Estes textos são uma mera justificação de gosto, dirigida em primeiro lugar aos amigos, e não são crítica de cinema, muito menos de teatro ou arte em geral... Nos últimos tempos são maioritariamente meros comentários que fiz, publicados principalmente no facebook ou no correio electrónico, sempre a pensar em primeiro lugar nos amigos que eventualmente os leiam.
Gostaria muito de re-escrever os textos, aprofundando as opiniões, mas o tempo vai-me faltando...
As minhas estrelas (de 1 a 5), quando as houver, apenas representam o meu gosto em relação à obra em causa, e nunca uma apreciação global da sua qualidade, para a qual não me sinto com competência, além da subjectividade inerente. Gostaria de ver tudo o que vale a pena, mas também não tenho tempo...

sexta-feira, 6 de janeiro de 2017

PREFERÊNCIAS EM CENA, EM 2016 - AS MINHAS RAZÕES

Com base em textos que fui escrevendo quando vi os espectáculos

CLARABÓIA, de José Saramago, enc. Maria do Céu Guerra, pel' A Barraca

"Através do microcosmos de um prédio urbano, com seis apartamentos, Saramago mostra-nos o que foram esses tempos sombrios em que viveu a sua juventude (e nós também) e de como o medo que o fascismo inculcou nas pessoas as tornou por vezes medíocres, quando não até capazes de malvadezas contra o seu semelhante, como a denúncia, quase sempre falsa, por mera vingança. Mas também de esperanças e anseios que nesses tempos obscuros dificilmente podiam singrar."
"é impossível esquecer a beleza do cenário de José Costa Reis, imprescindível para permitir esta encenação, ao mostrar-nos o interior do prédio e os seus moradores. Esse facto torna este espectáculo único, quando visto na velhinha sala do Cinearte, que aliás atravessou praticamente toda a nossa existência, já um pouco longa, entre muito cinema e teatro."
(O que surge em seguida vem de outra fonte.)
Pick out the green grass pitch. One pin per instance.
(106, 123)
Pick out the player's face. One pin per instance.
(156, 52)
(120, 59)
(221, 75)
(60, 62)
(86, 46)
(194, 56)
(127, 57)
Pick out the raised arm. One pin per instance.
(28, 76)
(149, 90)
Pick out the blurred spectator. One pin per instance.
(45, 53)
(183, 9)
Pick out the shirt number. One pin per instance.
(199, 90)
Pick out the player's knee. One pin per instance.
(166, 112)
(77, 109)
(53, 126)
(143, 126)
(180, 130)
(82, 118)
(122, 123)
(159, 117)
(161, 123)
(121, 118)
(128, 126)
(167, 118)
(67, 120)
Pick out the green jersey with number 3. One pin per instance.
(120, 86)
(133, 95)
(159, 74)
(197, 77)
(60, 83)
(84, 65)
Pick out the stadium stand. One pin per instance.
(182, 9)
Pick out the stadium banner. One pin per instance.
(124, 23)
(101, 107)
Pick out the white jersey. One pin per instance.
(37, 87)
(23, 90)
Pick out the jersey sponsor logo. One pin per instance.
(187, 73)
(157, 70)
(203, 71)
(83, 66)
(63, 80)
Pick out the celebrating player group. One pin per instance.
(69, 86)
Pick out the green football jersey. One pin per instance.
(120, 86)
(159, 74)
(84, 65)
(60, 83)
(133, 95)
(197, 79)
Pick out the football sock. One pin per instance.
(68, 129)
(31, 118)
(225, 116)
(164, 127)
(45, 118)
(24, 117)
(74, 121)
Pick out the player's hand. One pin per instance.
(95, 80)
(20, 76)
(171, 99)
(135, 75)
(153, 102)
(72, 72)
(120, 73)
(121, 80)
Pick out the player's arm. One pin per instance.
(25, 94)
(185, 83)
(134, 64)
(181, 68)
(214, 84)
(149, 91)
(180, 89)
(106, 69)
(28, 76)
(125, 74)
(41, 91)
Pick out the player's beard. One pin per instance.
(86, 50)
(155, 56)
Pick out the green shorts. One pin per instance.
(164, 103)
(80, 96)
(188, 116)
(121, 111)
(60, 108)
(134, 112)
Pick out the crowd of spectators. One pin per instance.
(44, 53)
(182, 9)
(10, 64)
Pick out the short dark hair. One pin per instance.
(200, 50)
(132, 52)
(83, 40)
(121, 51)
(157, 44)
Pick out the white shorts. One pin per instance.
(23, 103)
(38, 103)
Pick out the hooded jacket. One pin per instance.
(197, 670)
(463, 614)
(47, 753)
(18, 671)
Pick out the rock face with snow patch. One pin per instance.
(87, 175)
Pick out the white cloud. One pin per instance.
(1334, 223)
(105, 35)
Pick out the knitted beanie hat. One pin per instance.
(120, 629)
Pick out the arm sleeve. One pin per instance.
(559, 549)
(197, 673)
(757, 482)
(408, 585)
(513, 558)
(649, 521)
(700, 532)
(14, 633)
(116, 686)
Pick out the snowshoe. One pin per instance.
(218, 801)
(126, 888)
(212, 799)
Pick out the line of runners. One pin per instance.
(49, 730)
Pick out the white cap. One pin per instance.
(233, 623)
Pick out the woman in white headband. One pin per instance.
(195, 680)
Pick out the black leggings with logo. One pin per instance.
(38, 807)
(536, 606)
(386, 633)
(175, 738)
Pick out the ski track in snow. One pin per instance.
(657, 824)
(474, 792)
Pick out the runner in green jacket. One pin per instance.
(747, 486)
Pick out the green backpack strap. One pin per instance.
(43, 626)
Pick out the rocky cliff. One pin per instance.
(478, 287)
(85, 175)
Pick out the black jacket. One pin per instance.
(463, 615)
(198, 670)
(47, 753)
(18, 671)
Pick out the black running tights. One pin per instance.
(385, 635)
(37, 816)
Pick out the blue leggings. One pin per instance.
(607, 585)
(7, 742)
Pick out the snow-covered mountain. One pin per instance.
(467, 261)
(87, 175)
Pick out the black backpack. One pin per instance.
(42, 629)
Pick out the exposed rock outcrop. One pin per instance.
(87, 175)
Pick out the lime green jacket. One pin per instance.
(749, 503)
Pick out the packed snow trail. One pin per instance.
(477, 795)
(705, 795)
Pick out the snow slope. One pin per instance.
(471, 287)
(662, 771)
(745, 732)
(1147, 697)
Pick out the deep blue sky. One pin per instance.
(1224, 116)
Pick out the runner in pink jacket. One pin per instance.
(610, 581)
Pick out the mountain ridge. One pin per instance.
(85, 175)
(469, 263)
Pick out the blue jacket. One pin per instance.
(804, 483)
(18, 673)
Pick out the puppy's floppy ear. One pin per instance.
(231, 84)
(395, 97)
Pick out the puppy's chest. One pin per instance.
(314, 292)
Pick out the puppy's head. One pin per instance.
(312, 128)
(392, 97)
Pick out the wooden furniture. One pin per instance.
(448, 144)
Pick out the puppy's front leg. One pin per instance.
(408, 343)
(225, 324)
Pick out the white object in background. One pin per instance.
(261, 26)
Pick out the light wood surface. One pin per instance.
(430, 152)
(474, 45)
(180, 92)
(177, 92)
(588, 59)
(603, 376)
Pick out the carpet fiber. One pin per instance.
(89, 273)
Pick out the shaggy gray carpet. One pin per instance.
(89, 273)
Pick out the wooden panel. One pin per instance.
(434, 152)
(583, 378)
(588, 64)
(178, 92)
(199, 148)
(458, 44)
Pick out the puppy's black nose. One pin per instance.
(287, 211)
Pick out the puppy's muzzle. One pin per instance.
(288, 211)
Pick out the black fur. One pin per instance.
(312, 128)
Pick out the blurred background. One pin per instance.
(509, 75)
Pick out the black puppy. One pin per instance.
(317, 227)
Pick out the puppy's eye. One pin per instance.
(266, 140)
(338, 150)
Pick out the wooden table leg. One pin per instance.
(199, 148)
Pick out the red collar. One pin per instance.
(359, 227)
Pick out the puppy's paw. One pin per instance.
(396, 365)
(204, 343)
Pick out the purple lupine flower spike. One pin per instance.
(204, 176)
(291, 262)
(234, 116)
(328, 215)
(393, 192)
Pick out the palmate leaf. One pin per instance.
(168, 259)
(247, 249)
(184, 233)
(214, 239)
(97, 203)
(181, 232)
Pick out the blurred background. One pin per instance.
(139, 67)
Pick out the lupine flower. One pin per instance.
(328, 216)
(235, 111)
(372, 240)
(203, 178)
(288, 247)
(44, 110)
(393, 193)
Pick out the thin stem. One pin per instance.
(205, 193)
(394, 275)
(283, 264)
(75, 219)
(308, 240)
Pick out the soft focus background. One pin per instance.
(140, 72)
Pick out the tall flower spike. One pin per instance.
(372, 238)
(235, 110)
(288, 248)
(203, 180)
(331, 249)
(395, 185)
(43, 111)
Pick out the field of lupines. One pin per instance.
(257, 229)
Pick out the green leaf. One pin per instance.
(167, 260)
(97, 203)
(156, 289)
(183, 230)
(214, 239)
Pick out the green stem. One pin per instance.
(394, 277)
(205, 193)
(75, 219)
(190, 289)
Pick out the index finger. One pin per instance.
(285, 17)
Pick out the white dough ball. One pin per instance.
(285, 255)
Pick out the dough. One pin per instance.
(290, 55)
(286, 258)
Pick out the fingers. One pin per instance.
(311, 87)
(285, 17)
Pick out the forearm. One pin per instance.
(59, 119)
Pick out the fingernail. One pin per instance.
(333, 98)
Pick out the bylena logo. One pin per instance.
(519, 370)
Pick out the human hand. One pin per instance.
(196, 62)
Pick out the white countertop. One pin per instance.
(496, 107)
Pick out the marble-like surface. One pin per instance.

12 HOMENS EM FÚRIA, de Reginald Rose, enc. Armando Caldas, pelo Intervalo Grupo de Teatro

"Tanto que este espectáculo é muito actual, embora nem sequer aflore a questão da pena de morte, ainda hoje existente nos EUA, como noutros países do mundo, que deixa marcas nos espectadores, porque emociona e principalmente faz reflectir. É um microcosmos humano que Reginald Rose no fundo cria entre aqueles 12 homens e nenhum de nós, penso, deixará de o sentir, nele se revendo, por bons ou maus motivos. No fundo é nisso que reside a intemporalidade desta magnífica obra e se nos emocionamos, eu diria quase até às lágrimas, é por vermos que desta vez a inteligência e o humanismo derrotam a ignorância, o desespero acéfalo, a violência dos que não têm outro argumento.
Eu só posso sugerir que não falhem mais este grande e belo espectáculo do Intervalo Grupo de Teatro, com uma direcção de actores que temos que reconhecer magnífica, aliás como habitualmente naquela casa."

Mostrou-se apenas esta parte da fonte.